14 Responses to “Talking ’bout my generation”

  1. Janet Camp says:

    A lot must have changed between 1968 and 1972. I was “brainy” (always in honors classes), but not “nerdy” or socially awkward and the same was true for most of my “honors” classmates. I was never bullied (or even teased) for my intellectual ability–quite the contrary, it made me more “popular”. I wasn’t a cheerleader type, but neither was I marginalized in any way. What brought about the shift to deriding those with academic ability?

    I remain “popular” on fb with many classmates–especially guys I dated once or twice! Go figure. I’ve “kept myself up” as my grandmother would have said, but what these guys usually mention in their “comments” is how “smart” I was.

    • Donald Prothero says:

      I’m sure it varies from region to region, and some school districts manage to make “nerds” cooler than others (I would presume this is true of academically competitive private schools especially). But if American movies and TV are to be believed, in most schools the jocks and cheerleaders are the most powerful cliques, and the brainy are marginalized–and so it was in my school. It may be even worse for guys than for girls, because the jock culture tends to physically bully the weaker kids. I”m not sure if girls do the same–they bully by catty behavior and social stigmas, which can be worse. And judging from my son’s high school, this has not changed–although the schools are trying to crack down on bullying and teasing and harassment more than ever…

      • Max says:

        If American movies and TV are to be believed, gangs break out into song and dance.

        Public schools have de facto segregation. It’s Mexican gangs versus Black gangs versus Armenian gangs.

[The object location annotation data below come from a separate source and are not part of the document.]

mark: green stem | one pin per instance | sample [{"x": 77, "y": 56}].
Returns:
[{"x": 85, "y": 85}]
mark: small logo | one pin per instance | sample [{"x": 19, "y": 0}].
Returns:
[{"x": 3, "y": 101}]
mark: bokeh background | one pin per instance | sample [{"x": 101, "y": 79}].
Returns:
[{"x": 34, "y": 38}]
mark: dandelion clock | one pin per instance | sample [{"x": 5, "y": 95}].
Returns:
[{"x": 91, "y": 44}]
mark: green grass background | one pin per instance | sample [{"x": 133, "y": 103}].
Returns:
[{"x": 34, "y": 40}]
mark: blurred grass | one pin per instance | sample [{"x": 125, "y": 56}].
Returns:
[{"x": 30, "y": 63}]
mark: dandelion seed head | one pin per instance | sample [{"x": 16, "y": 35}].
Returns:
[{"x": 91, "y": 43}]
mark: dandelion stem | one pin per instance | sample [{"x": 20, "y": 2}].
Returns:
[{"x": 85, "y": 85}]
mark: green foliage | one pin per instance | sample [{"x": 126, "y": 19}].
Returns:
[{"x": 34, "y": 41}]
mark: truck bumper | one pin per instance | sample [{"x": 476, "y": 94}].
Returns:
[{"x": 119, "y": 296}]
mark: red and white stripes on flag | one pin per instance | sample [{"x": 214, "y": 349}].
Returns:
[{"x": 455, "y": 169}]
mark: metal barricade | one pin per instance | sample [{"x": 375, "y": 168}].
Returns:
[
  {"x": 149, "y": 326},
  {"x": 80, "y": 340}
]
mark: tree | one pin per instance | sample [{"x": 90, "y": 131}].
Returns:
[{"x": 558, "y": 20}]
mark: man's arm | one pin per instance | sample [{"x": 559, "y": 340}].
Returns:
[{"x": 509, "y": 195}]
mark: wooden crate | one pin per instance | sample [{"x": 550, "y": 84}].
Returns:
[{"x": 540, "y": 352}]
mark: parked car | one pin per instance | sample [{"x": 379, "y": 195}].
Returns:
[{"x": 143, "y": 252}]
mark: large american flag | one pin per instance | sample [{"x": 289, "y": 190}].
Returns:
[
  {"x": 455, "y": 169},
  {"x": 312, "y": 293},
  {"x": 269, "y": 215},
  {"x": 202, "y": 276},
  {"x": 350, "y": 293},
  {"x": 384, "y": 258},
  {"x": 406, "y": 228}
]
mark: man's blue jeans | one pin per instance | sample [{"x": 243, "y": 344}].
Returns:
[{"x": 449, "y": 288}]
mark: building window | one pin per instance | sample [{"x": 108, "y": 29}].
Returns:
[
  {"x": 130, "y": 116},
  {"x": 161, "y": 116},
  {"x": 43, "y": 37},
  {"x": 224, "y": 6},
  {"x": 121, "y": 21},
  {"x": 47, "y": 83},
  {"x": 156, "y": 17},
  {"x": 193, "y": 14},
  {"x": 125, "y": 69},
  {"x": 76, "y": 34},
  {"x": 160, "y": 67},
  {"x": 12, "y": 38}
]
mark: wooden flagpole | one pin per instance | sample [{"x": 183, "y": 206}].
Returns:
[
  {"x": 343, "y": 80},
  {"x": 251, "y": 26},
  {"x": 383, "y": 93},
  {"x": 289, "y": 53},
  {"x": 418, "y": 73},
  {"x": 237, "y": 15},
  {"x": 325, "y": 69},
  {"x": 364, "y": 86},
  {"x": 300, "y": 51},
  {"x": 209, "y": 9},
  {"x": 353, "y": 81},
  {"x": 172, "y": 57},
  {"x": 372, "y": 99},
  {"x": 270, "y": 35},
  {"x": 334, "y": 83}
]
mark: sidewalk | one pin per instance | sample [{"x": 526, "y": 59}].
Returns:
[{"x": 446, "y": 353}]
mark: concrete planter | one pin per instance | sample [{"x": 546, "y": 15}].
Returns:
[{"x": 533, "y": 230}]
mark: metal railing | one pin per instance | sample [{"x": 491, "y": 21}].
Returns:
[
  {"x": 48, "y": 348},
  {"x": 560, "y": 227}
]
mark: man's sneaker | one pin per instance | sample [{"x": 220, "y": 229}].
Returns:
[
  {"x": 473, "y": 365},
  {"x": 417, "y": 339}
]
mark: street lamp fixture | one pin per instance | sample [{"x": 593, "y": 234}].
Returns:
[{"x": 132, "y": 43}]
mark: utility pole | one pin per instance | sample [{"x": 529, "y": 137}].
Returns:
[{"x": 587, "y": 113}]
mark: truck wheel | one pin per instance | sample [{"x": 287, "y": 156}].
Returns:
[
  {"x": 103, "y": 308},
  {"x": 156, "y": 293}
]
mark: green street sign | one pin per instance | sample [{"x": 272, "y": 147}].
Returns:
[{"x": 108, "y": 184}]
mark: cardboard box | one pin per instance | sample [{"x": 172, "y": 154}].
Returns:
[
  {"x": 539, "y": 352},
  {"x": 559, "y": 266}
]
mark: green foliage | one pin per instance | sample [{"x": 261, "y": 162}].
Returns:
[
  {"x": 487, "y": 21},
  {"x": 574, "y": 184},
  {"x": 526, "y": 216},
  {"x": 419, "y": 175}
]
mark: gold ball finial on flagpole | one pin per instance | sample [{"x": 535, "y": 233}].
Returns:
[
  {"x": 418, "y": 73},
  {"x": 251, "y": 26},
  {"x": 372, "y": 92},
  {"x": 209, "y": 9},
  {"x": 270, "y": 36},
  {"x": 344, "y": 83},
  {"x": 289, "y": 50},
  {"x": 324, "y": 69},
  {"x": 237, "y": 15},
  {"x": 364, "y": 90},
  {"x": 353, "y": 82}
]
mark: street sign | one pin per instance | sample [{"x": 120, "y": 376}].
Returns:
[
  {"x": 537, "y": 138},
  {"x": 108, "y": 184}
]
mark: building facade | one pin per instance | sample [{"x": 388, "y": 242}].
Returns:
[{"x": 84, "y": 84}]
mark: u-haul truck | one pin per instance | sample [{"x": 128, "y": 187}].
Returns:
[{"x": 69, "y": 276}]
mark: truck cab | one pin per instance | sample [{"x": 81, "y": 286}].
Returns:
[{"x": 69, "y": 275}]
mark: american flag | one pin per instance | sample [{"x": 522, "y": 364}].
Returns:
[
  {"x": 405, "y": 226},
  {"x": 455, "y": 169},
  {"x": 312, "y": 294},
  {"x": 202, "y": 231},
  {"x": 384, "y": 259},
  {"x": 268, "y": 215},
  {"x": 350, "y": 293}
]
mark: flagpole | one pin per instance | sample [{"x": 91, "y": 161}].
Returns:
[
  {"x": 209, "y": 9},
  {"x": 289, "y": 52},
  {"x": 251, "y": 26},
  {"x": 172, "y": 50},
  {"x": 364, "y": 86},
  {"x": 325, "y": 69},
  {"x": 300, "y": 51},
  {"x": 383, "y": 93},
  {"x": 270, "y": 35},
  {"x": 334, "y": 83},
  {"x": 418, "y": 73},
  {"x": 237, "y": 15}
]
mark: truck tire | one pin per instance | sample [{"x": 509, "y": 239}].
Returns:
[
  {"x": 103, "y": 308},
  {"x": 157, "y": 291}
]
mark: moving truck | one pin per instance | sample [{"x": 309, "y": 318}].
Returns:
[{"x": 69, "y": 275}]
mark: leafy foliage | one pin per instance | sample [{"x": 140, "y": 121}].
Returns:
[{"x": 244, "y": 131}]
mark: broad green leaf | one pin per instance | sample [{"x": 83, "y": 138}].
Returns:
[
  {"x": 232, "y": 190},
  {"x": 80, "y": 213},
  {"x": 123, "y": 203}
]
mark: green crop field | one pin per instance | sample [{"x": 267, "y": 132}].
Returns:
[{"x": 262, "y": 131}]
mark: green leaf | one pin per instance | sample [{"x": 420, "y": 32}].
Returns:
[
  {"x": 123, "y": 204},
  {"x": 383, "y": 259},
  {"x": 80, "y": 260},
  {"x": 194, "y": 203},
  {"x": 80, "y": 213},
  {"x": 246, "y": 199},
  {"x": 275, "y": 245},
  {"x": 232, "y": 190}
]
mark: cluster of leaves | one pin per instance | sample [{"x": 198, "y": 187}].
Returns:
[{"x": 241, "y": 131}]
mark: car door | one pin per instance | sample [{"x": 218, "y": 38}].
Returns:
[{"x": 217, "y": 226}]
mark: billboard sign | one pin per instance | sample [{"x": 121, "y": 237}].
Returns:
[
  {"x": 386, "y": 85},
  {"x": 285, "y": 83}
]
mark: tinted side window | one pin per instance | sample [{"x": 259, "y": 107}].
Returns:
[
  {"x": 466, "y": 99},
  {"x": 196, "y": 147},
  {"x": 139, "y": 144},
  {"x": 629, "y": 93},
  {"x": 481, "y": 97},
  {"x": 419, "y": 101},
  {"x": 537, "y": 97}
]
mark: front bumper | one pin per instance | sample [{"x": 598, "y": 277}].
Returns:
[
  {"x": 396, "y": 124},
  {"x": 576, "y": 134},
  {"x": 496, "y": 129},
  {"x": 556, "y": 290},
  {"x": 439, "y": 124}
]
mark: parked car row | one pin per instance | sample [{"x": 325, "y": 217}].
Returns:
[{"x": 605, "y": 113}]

      • Chris Howard says:

        “Keep it cool, boy. Real cool…”

      • Nyar says:

        In my school it was the Nortenos vs. the Surenos. Even the Blacks and Anglos were expected to side with one or the other.

      • Max says:

        “You gotta keep ‘em separated.”

    • LovleAnjel says:

      My (public) school culture was very different than Dr. Prothero’s – the top quarterback and head cheerleader were in my AP classes (we were also stratified by academic ability). The jocks and band mostly got along (the only way to get out of marching band was to play football – so the team had a number of band members on board). Most of the meanness came from a group of rich kids (mostly girls) who just had nothing better to do with themselves. They were easy to avoid if you picked the right classes. I never identified with John Hughes movies like everyone I went to college with seemed to, despite having attended public school in the area in which the movies are supposed to take place.

  2. Chris Howard says:

    Wow! None of you look 58. I had always assumed that you were closer to my age, 43. Oh, thanks for all that social justice stuff.

    Sorry my generations kinda “dropped the ball” on that one. All my punk rock, anarchist cohorts realized that they were confused fascists, and are now unwavering Ron Paul libertarians. :-/

  3. Nyar says:

    There is only one reason to go to a class reunion, to bone the chicks you couldn’t bone when you were in high school. Judging from your picture and your own self description, I think it is safe to say that you couldn’t bone any. Hopefully at your reunion you finally put some points up on the board. Better late than never.

  4. Jim Shaver says:

    Donald, you won Ben Stein’s money? Cool! That must have felt especially good for a biologist, given Stein’s idiotic Expelled anti-science propaganda. (I don’t know which came first; maybe it felt especially good in retrospect.)

    • tmac57 says:

      Ben Stein’s Money came first,and I actually use to like that show.It was several years later that I learned what an ass that Stein turned out to be.

      • Donald Prothero says:

        Yeah, and if you watch the taping (it was Season 2, with Jimmy Kimmel still serving as sidekick), I beat Ben because there were several science questions in the final round, and he bombed. We all know now how abysmally ignorant of science he is. Believe me, after “Expelled” came out, I was GLAD I kicked his ass!